Scientists have discovered a fish carrying genes only from its father in the nucleus of its cells. Found in a type of fish called Squalius alburnoides , which normally inhabits rivers in Portugal or Spain, this is the first documented instance in vertebrates of a father producing a near clone of itself through sexual reproduction — a rare phenomenon called androgenesis, the researchers reported in the journal Royal Society Open Science .
The possibility of androgenesis is just one of many mysteries about Squalius alburnoides . It’s not a species in the usual sense but rather something called a hybrid complex, a group of organisms with multiple parental combinations that can mate with one another.
The group is thought to have arisen from hybridisation between females of one species, Squalius pyrenaicus , and males of another species, now extinct, that belonged to a group of fish called Anaecypris . To sustain its population, Squalius alburnoides mates with several other closely related species belonging to the Squalius lineage.
That it can reproduce at all is unusual enough. Most hybrids, like mules, are sterile because the chromosomes from their parents of different species have trouble combining, swapping DNA and dividing — steps required for egg or sperm production.
Squalius alburnoides males circumvent this problem by producing sperm cells that do not divide and therefore contain more than one chromosome set. This is important because most animals, Squalius alburnoides included, need at least two chromosome sets to survive.
Many chromosome sets
Mostly, animals have sex cells containing only one chromosome set, which means the egg and sperm are both required for reproduction. But in Squalius alburnoides , sperm with multiple chromosome sets can provide all the nuclear genetic material needed for a viable offspring.

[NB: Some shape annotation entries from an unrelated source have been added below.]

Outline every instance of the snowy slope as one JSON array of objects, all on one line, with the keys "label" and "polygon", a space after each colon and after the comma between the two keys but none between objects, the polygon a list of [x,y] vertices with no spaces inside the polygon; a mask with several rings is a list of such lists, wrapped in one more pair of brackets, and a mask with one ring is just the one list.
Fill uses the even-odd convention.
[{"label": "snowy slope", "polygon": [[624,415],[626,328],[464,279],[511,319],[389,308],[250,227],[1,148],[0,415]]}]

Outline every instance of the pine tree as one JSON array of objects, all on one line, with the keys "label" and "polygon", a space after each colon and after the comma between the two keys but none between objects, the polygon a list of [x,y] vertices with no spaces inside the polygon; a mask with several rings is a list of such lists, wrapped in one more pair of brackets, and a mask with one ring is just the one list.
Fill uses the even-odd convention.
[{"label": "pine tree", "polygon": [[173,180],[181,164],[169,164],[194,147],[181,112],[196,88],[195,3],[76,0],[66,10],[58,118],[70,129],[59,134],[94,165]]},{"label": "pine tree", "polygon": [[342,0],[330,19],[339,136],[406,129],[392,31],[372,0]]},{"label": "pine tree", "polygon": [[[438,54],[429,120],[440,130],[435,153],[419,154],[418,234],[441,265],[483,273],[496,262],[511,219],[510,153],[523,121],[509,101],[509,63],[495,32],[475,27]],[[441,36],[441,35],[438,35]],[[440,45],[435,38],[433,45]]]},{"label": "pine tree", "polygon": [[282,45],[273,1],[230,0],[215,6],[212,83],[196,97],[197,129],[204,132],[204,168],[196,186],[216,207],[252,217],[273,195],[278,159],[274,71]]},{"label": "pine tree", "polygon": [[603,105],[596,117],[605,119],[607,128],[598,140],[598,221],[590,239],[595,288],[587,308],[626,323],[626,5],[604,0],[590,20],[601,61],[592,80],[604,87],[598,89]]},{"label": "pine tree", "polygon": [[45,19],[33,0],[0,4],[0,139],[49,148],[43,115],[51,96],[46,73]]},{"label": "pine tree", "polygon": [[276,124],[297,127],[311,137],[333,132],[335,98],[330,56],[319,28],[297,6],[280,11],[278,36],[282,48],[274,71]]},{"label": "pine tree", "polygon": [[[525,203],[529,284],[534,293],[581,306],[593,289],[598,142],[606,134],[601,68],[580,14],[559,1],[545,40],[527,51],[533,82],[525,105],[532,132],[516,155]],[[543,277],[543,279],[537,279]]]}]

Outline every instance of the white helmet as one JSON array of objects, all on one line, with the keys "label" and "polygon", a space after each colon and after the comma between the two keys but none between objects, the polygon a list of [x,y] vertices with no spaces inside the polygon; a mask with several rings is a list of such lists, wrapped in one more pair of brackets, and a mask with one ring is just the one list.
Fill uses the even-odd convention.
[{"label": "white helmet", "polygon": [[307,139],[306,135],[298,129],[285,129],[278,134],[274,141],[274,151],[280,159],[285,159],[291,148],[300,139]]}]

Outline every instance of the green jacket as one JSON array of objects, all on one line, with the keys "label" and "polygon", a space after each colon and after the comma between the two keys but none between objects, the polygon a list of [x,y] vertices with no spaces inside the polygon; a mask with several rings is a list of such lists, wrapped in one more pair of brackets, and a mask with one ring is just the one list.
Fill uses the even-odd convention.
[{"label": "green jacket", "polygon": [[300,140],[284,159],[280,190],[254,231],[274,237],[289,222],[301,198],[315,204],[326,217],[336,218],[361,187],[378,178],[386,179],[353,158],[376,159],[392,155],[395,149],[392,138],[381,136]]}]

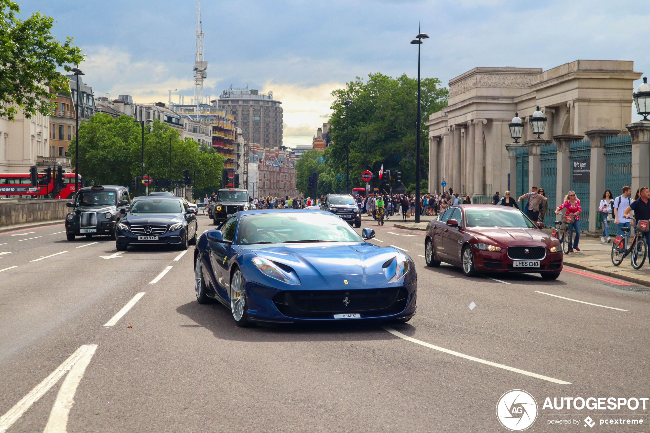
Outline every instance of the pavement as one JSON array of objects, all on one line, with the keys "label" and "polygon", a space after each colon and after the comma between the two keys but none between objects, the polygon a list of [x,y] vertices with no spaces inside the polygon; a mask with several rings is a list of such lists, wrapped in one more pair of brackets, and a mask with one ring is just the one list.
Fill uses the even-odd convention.
[{"label": "pavement", "polygon": [[62,225],[0,234],[0,432],[506,432],[495,409],[512,390],[536,400],[527,431],[584,431],[587,416],[647,431],[650,404],[542,405],[650,397],[650,291],[569,267],[467,278],[426,266],[422,232],[365,227],[413,260],[407,323],[238,328],[196,303],[193,247],[118,253]]}]

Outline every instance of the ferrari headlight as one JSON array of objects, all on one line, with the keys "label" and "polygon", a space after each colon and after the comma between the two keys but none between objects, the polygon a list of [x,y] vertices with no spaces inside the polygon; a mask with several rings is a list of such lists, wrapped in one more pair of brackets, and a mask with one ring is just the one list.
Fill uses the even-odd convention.
[{"label": "ferrari headlight", "polygon": [[294,272],[287,272],[268,259],[254,257],[253,258],[253,263],[266,277],[279,280],[287,284],[300,285],[300,280]]},{"label": "ferrari headlight", "polygon": [[497,245],[491,245],[489,243],[474,243],[474,246],[484,251],[500,251],[502,248]]},{"label": "ferrari headlight", "polygon": [[396,282],[402,277],[408,273],[409,264],[408,258],[403,254],[398,254],[395,258],[397,260],[397,267],[395,269],[395,275],[393,276],[388,282]]}]

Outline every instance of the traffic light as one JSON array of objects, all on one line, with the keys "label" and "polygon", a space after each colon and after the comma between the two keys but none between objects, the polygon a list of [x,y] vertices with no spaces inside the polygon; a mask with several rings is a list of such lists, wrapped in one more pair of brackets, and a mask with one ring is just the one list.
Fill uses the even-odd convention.
[{"label": "traffic light", "polygon": [[38,169],[36,166],[29,167],[29,179],[32,182],[32,186],[38,186]]}]

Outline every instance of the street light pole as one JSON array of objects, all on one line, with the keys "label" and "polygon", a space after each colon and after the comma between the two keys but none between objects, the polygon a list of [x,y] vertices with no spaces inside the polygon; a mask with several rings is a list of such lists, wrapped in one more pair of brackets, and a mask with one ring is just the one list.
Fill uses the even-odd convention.
[{"label": "street light pole", "polygon": [[347,106],[347,112],[345,114],[346,120],[348,121],[348,138],[347,142],[345,145],[345,158],[346,158],[346,168],[345,168],[345,193],[350,193],[350,105],[352,103],[352,101],[348,99],[343,103],[343,105]]},{"label": "street light pole", "polygon": [[[418,32],[421,31],[421,28],[418,28]],[[421,121],[420,115],[420,45],[422,45],[422,40],[426,39],[429,35],[426,33],[419,32],[415,39],[411,41],[411,43],[417,44],[417,130],[416,131],[416,138],[417,143],[415,145],[415,222],[420,222],[420,122]]]}]

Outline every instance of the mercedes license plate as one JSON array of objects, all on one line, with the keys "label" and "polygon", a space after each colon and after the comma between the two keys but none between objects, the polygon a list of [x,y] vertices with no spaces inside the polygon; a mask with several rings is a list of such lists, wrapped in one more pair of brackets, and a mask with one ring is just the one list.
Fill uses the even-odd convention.
[{"label": "mercedes license plate", "polygon": [[138,236],[138,241],[157,241],[158,236]]},{"label": "mercedes license plate", "polygon": [[515,260],[512,266],[515,267],[540,267],[540,261]]},{"label": "mercedes license plate", "polygon": [[335,319],[361,319],[361,315],[358,313],[346,313],[345,314],[335,314]]}]

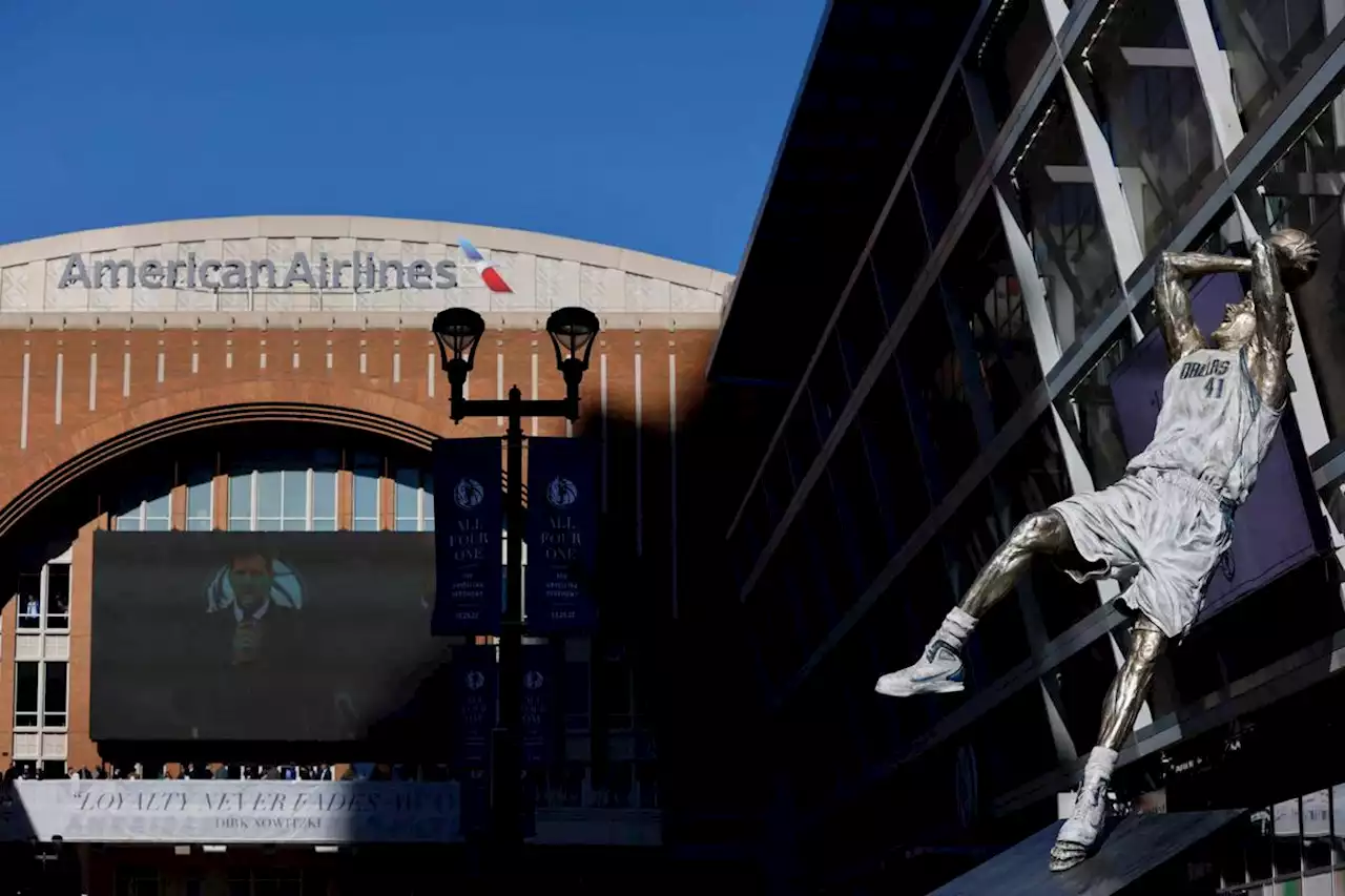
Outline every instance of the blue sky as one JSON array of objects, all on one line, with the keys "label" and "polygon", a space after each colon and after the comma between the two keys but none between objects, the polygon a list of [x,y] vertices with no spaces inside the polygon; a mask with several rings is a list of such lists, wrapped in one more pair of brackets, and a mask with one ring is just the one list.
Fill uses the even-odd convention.
[{"label": "blue sky", "polygon": [[824,0],[0,4],[0,244],[367,214],[736,272]]}]

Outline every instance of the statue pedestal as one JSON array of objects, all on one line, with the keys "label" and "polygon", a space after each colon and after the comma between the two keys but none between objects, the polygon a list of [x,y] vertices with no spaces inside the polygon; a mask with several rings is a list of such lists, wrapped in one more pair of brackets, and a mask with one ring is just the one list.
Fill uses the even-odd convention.
[{"label": "statue pedestal", "polygon": [[[1182,896],[1186,889],[1149,889],[1154,874],[1200,841],[1217,833],[1245,810],[1224,809],[1166,815],[1130,815],[1110,826],[1098,853],[1067,872],[1046,868],[1050,846],[1063,822],[1053,822],[1006,849],[929,896],[1112,896],[1162,892]],[[1173,873],[1173,869],[1166,869]],[[1141,880],[1146,880],[1143,885]],[[1185,864],[1174,879],[1188,881],[1192,893],[1212,893],[1217,879],[1190,881]],[[1131,889],[1127,889],[1131,888]]]}]

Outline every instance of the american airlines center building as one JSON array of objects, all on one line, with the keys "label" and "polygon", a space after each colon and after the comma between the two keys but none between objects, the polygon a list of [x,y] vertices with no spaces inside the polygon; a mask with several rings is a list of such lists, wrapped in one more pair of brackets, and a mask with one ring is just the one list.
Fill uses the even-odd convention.
[{"label": "american airlines center building", "polygon": [[[703,389],[729,283],[615,246],[354,217],[178,221],[0,246],[0,574],[13,595],[0,612],[0,770],[139,766],[157,778],[188,759],[210,774],[253,763],[241,749],[94,741],[94,533],[429,531],[432,441],[502,435],[504,422],[449,421],[434,313],[464,305],[487,322],[469,397],[516,385],[555,398],[565,386],[545,322],[581,305],[603,327],[582,418],[527,418],[525,431],[601,444],[615,533],[604,538],[636,570],[623,597],[636,611],[600,644],[565,639],[564,744],[537,787],[538,834],[549,807],[572,822],[616,811],[623,823],[601,830],[658,842],[656,739],[632,657],[675,612],[677,429]],[[144,568],[145,588],[159,572]],[[378,613],[377,595],[369,603]],[[140,624],[175,636],[153,613]],[[296,759],[336,778],[350,774],[343,763],[381,759],[328,753]],[[269,761],[280,757],[256,757]]]}]

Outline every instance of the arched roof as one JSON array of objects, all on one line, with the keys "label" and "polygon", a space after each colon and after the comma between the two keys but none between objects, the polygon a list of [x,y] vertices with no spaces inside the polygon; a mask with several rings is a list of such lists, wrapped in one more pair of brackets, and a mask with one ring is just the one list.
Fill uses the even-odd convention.
[{"label": "arched roof", "polygon": [[[507,281],[495,292],[482,281],[463,244],[480,250]],[[90,269],[100,261],[196,264],[214,260],[243,268],[270,260],[281,269],[304,253],[316,274],[319,258],[410,266],[425,261],[457,265],[452,288],[373,288],[347,284],[289,288],[152,288],[106,281],[89,288],[69,283],[71,257]],[[347,274],[350,277],[350,274]],[[547,311],[578,304],[600,313],[718,315],[732,277],[642,252],[525,230],[441,221],[343,215],[202,218],[105,227],[0,245],[0,315],[168,311],[360,311],[414,312],[453,305],[488,312]],[[258,281],[260,284],[261,281]]]}]

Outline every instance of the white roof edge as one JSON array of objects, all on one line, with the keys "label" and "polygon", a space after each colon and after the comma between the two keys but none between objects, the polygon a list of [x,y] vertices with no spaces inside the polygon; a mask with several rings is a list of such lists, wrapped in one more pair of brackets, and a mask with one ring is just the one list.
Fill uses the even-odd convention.
[{"label": "white roof edge", "polygon": [[253,237],[316,237],[359,239],[401,239],[456,245],[468,239],[480,249],[516,252],[600,268],[615,268],[643,277],[724,295],[732,274],[713,268],[651,256],[599,242],[490,227],[448,221],[375,218],[366,215],[245,215],[231,218],[187,218],[152,223],[101,227],[39,237],[0,245],[0,268],[46,261],[75,253],[110,252],[137,246],[206,239],[249,239]]}]

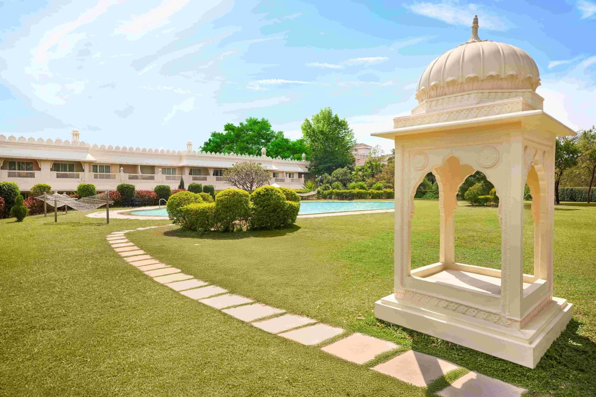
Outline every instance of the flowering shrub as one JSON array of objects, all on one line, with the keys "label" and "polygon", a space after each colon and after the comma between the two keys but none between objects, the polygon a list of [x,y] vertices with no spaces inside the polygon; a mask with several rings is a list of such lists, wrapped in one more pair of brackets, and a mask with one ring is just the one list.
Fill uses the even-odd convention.
[{"label": "flowering shrub", "polygon": [[[42,200],[29,197],[23,202],[23,204],[29,209],[29,214],[30,215],[39,215],[41,213],[44,213],[44,200]],[[51,208],[52,210],[54,210],[53,207],[51,207]]]},{"label": "flowering shrub", "polygon": [[159,200],[157,194],[153,190],[137,190],[135,197],[140,199],[144,204],[148,206],[157,205],[157,201]]}]

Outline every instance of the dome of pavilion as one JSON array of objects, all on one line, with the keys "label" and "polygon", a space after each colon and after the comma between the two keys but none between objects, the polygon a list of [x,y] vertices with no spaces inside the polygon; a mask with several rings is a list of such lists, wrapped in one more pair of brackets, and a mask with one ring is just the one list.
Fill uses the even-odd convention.
[{"label": "dome of pavilion", "polygon": [[480,40],[478,17],[465,43],[447,51],[426,67],[416,90],[418,103],[469,91],[532,90],[540,85],[538,67],[521,48]]}]

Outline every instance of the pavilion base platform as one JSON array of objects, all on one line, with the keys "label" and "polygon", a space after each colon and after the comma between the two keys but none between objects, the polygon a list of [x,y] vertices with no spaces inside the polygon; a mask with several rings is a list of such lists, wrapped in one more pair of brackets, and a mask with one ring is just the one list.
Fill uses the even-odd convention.
[{"label": "pavilion base platform", "polygon": [[375,315],[385,321],[532,368],[536,367],[545,352],[567,326],[573,306],[566,299],[552,297],[522,328],[516,329],[464,313],[425,305],[422,300],[388,295],[375,302]]}]

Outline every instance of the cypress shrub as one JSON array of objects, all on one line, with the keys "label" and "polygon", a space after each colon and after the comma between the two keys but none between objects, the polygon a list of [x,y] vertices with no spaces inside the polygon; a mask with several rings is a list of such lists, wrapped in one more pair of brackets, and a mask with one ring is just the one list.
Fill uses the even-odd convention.
[{"label": "cypress shrub", "polygon": [[203,191],[211,195],[211,198],[215,200],[215,188],[213,185],[203,185]]},{"label": "cypress shrub", "polygon": [[18,185],[14,182],[0,182],[0,197],[4,201],[4,209],[0,213],[0,218],[8,215],[8,211],[14,205],[17,196],[20,194]]},{"label": "cypress shrub", "polygon": [[122,197],[122,200],[134,199],[136,194],[136,188],[131,184],[120,184],[116,187],[116,190]]},{"label": "cypress shrub", "polygon": [[93,184],[80,184],[76,188],[76,194],[79,197],[88,197],[97,194],[97,189]]},{"label": "cypress shrub", "polygon": [[203,185],[201,184],[197,184],[196,182],[188,184],[188,191],[191,191],[193,193],[202,193]]},{"label": "cypress shrub", "polygon": [[23,222],[27,216],[27,207],[23,205],[23,196],[18,194],[14,199],[14,205],[10,209],[10,215],[17,218],[17,222]]},{"label": "cypress shrub", "polygon": [[172,195],[172,188],[167,185],[157,185],[153,188],[153,191],[156,193],[159,199],[163,199],[166,201],[167,201],[167,199]]}]

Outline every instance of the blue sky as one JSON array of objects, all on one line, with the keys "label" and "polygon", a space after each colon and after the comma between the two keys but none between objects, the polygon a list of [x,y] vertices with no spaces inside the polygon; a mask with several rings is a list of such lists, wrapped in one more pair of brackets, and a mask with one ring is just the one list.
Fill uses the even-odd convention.
[{"label": "blue sky", "polygon": [[482,39],[536,60],[545,110],[573,128],[596,108],[596,2],[0,1],[0,133],[196,148],[226,122],[293,138],[331,106],[357,139],[409,113],[426,66]]}]

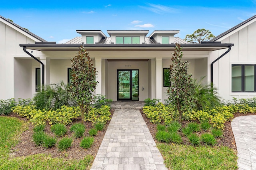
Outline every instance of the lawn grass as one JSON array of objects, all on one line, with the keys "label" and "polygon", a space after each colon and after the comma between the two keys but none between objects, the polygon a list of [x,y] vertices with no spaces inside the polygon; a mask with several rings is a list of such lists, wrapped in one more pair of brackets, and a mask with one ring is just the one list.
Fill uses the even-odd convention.
[{"label": "lawn grass", "polygon": [[66,160],[53,158],[50,154],[36,154],[11,158],[9,154],[18,143],[19,137],[28,125],[18,119],[0,116],[0,169],[83,169],[89,170],[93,156],[86,155],[84,159]]},{"label": "lawn grass", "polygon": [[158,144],[166,167],[172,170],[236,170],[236,154],[226,146]]}]

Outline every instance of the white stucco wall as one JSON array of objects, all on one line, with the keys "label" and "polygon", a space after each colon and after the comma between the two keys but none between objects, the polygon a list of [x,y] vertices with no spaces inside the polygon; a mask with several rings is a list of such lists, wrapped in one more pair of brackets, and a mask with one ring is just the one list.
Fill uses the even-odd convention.
[{"label": "white stucco wall", "polygon": [[[256,64],[256,22],[238,28],[227,37],[218,40],[222,43],[232,43],[234,46],[229,53],[214,64],[214,83],[218,89],[222,98],[226,100],[252,98],[256,93],[232,93],[231,90],[232,64]],[[210,63],[227,49],[214,51],[210,55]]]}]

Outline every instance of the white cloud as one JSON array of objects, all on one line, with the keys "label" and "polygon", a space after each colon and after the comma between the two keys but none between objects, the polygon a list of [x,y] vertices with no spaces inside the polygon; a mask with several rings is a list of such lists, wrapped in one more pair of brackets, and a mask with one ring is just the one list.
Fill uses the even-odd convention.
[{"label": "white cloud", "polygon": [[221,26],[221,25],[214,25],[214,24],[212,24],[209,23],[208,22],[206,22],[206,23],[210,25],[210,26],[214,26],[217,27],[221,27],[221,28],[227,28],[227,29],[230,29],[230,28],[231,28],[231,27],[227,27],[226,26]]},{"label": "white cloud", "polygon": [[63,39],[57,42],[57,43],[64,43],[70,40],[70,39]]},{"label": "white cloud", "polygon": [[135,20],[131,22],[131,24],[137,24],[140,22],[142,22],[141,21],[139,21],[138,20]]},{"label": "white cloud", "polygon": [[241,21],[245,21],[245,20],[244,20],[244,19],[242,19],[242,18],[240,18],[240,17],[238,17],[238,18],[237,18],[237,19],[238,19],[238,20],[241,20]]},{"label": "white cloud", "polygon": [[145,24],[143,25],[136,25],[134,26],[136,27],[140,27],[140,28],[143,28],[154,27],[154,26],[151,24]]},{"label": "white cloud", "polygon": [[177,12],[177,10],[176,9],[164,5],[153,4],[148,4],[149,6],[142,6],[142,7],[160,14],[170,13],[174,13]]},{"label": "white cloud", "polygon": [[95,12],[95,11],[89,11],[88,12],[87,12],[86,11],[83,11],[83,12],[82,12],[83,13],[86,13],[86,14],[92,14],[92,13],[95,13],[96,12]]}]

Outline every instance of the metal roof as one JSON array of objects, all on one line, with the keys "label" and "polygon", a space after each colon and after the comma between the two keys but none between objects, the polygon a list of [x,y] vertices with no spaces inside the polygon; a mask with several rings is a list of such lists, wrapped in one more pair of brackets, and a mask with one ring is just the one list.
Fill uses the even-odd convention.
[{"label": "metal roof", "polygon": [[15,26],[16,27],[19,28],[22,31],[26,32],[26,33],[29,34],[30,36],[32,36],[33,37],[34,37],[35,38],[38,39],[39,41],[40,41],[43,42],[47,42],[45,40],[44,40],[44,39],[42,39],[41,37],[38,37],[38,36],[37,36],[36,34],[32,33],[30,31],[27,30],[25,29],[25,28],[23,28],[22,27],[21,27],[19,25],[14,23],[13,22],[12,22],[12,21],[10,21],[10,20],[8,20],[8,19],[6,19],[6,18],[5,18],[4,17],[3,17],[2,16],[0,16],[0,18],[2,18],[3,20],[5,20],[6,21],[9,22],[10,24]]},{"label": "metal roof", "polygon": [[[41,51],[78,51],[84,45],[88,51],[174,51],[175,44],[56,44],[36,43],[20,44],[21,47]],[[232,43],[205,43],[199,44],[182,43],[183,51],[212,51],[226,49]]]},{"label": "metal roof", "polygon": [[[174,43],[189,43],[188,42],[182,39],[179,37],[174,37]],[[100,42],[98,43],[100,43]],[[81,44],[82,43],[82,37],[76,37],[75,38],[72,39],[68,42],[65,43],[65,44]],[[110,37],[106,37],[105,40],[101,43],[104,44],[110,44],[111,43],[111,38]],[[154,42],[150,40],[150,38],[149,37],[145,38],[145,43],[146,44],[151,44],[151,43],[154,43]]]},{"label": "metal roof", "polygon": [[228,31],[224,32],[224,33],[219,35],[218,36],[216,36],[216,37],[215,37],[215,38],[214,38],[213,39],[212,39],[212,40],[210,40],[210,41],[209,41],[209,42],[214,42],[215,41],[218,39],[219,39],[220,38],[221,38],[225,36],[225,35],[228,34],[232,32],[232,31],[234,31],[234,30],[236,30],[236,29],[239,28],[239,27],[241,27],[242,26],[243,26],[244,25],[246,24],[246,23],[248,23],[248,22],[250,22],[250,21],[254,20],[254,19],[256,18],[256,15],[255,15],[255,16],[250,18],[249,18],[248,20],[246,20],[245,21],[244,21],[242,22],[241,22],[241,23],[239,24],[238,25],[237,25],[236,26],[235,26],[234,27],[230,28],[230,29],[228,30]]}]

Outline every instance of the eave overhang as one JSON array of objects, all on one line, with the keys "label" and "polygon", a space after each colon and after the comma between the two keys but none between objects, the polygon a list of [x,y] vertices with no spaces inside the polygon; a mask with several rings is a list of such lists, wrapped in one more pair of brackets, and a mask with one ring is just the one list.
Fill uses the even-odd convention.
[{"label": "eave overhang", "polygon": [[[26,49],[44,51],[78,51],[82,44],[21,44]],[[228,48],[233,43],[181,44],[182,51],[213,51]],[[84,44],[88,51],[174,51],[175,44]]]}]

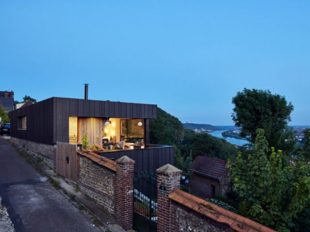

The details in Squalius alburnoides are still unknown but in general androgenesis is thought to occur in a couple of ways, said Miguel Morgado-Santos, a graduate student at the University of Lisbon and an author of the study: Sperm could fertilise an egg that contains no chromosomes, or it could destroy the genetic content from the nucleus of the egg after fertilisation.
Mr. Morgado-Santos’ group found this instance of androgenesis by accident, while studying the mating patterns of Squalius alburnoides .
The researchers put male and female Squalius alburnoides with males and females of another Squalius species in an artificial pond, let the fish reproduce and then genetically analysed 100 randomly selected offspring. One of these offspring had only paternal chromosomes.
“We weren’t expecting to find that,” Mr. Morgado-Santos said. Although he acknowledges 1 in 100 fish is a rare occurrence, Mr. Morgado-Santos thinks this instance of androgenesis could represent a “snapshot” of a population moving toward becoming its own species. Put another way, androgenesis may help this fish become independent from the other Squalius species it relies on to reproduce.
Accident or not, it happened and shows that reproduction can vary in all sorts of “weird and wonderful” ways across the natural world, said Benjamin Oldroyd, a professor of genetics at the University of Sydney.